The two of them searched through the remaining cabinets and drawers and found nothing of interest.

“You’d best start on that filing cabinet in the corner,” Drew said. “I’ll look through these notebooks.”

Nick’s shoulders sagged. “It’ll take a week to get through all that.”

“Then you’d best get at it, old man.”

Nick trudged over to the filing cabinet. “I thought detecting was supposed to be all mysterious and exciting,” he muttered as he yanked open the top drawer.

Overbalanced, the heavy cabinet began to topple, and Nick just managed to catch it.

“I say! A little help here!”

Drew hurried over to lend a hand, but stopped short, staring at the floor behind the files.

“Good heavens.”

“Drew,” Nick urged. “This is heavy.”

“Oh, right.
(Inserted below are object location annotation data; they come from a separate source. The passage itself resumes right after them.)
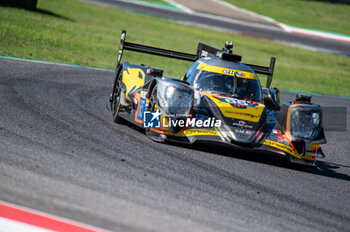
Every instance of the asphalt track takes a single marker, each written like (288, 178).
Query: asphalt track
(237, 26)
(61, 153)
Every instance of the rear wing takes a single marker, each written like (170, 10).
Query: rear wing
(203, 50)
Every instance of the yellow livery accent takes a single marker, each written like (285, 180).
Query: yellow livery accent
(251, 114)
(225, 71)
(133, 78)
(282, 147)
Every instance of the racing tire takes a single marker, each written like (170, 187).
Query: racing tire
(151, 105)
(115, 96)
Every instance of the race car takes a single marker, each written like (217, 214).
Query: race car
(218, 100)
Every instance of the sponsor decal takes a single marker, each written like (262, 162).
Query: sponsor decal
(238, 106)
(232, 72)
(153, 120)
(242, 124)
(243, 132)
(227, 71)
(240, 74)
(237, 101)
(143, 106)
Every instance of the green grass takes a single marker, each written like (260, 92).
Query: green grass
(153, 1)
(321, 15)
(80, 33)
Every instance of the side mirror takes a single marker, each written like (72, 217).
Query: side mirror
(271, 99)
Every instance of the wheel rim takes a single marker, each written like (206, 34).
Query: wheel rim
(115, 103)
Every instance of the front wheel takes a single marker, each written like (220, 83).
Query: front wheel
(115, 96)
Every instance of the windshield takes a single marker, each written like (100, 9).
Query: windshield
(233, 86)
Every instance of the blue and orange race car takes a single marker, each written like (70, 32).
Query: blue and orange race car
(219, 100)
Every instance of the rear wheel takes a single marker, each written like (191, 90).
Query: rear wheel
(115, 96)
(151, 105)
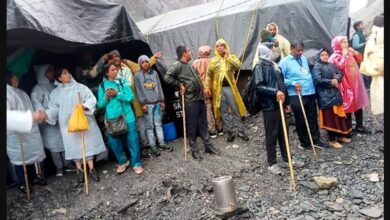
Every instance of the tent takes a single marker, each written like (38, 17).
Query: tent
(239, 22)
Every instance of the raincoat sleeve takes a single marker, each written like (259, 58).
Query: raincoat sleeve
(53, 109)
(171, 75)
(37, 96)
(233, 60)
(88, 100)
(102, 102)
(160, 91)
(125, 94)
(138, 88)
(260, 86)
(318, 79)
(283, 66)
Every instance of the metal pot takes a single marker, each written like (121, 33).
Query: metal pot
(225, 194)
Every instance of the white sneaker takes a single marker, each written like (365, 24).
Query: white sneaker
(274, 169)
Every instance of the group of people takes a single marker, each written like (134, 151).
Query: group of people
(132, 93)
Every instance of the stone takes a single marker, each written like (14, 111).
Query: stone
(373, 177)
(356, 194)
(309, 185)
(60, 210)
(325, 182)
(372, 212)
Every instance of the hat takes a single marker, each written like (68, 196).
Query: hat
(142, 59)
(114, 52)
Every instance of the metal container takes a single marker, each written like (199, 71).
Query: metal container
(225, 194)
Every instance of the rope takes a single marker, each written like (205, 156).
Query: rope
(247, 37)
(217, 25)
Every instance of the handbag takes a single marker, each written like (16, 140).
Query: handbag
(116, 127)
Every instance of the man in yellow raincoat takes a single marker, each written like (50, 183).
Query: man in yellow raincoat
(226, 95)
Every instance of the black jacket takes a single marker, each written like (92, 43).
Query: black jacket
(176, 75)
(322, 74)
(267, 82)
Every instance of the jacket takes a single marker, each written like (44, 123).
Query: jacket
(268, 81)
(63, 100)
(323, 73)
(119, 105)
(218, 69)
(174, 76)
(40, 94)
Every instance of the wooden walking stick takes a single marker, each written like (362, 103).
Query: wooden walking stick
(307, 126)
(84, 163)
(184, 126)
(293, 185)
(24, 165)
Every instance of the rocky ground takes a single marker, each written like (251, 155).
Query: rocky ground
(172, 188)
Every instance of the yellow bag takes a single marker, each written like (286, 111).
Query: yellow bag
(78, 121)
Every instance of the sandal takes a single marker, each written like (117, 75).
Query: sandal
(138, 169)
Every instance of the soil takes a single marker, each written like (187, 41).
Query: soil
(174, 188)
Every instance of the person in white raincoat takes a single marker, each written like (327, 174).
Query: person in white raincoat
(33, 151)
(63, 101)
(51, 134)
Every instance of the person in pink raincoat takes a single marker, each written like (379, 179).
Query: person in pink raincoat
(352, 87)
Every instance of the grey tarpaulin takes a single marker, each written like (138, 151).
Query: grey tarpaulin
(62, 25)
(315, 22)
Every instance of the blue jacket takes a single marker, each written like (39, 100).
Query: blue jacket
(119, 105)
(294, 73)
Right.”

They pushed the drawer back in and made sure the filing cabinet was stable. Then they pulled it away from the wall again, and Drew bent to retrieve the object he had seen.

“Looks as if the police weren’t quite as thorough as advertised.”

He handed Nick an old photograph of a young woman. A young woman whose clothes and hairstyle would have been fashionable a quarter of a century earlier. It wasn’t the same picture as the one in Lincoln’s bag, but it was of the same girl. Taken the same day as the other too, judging by the clothes and the room.

“That’s the girl. Marielle.” Nick turned it over, but the back of this one was blank. “What would McCutcheon be doing with this?”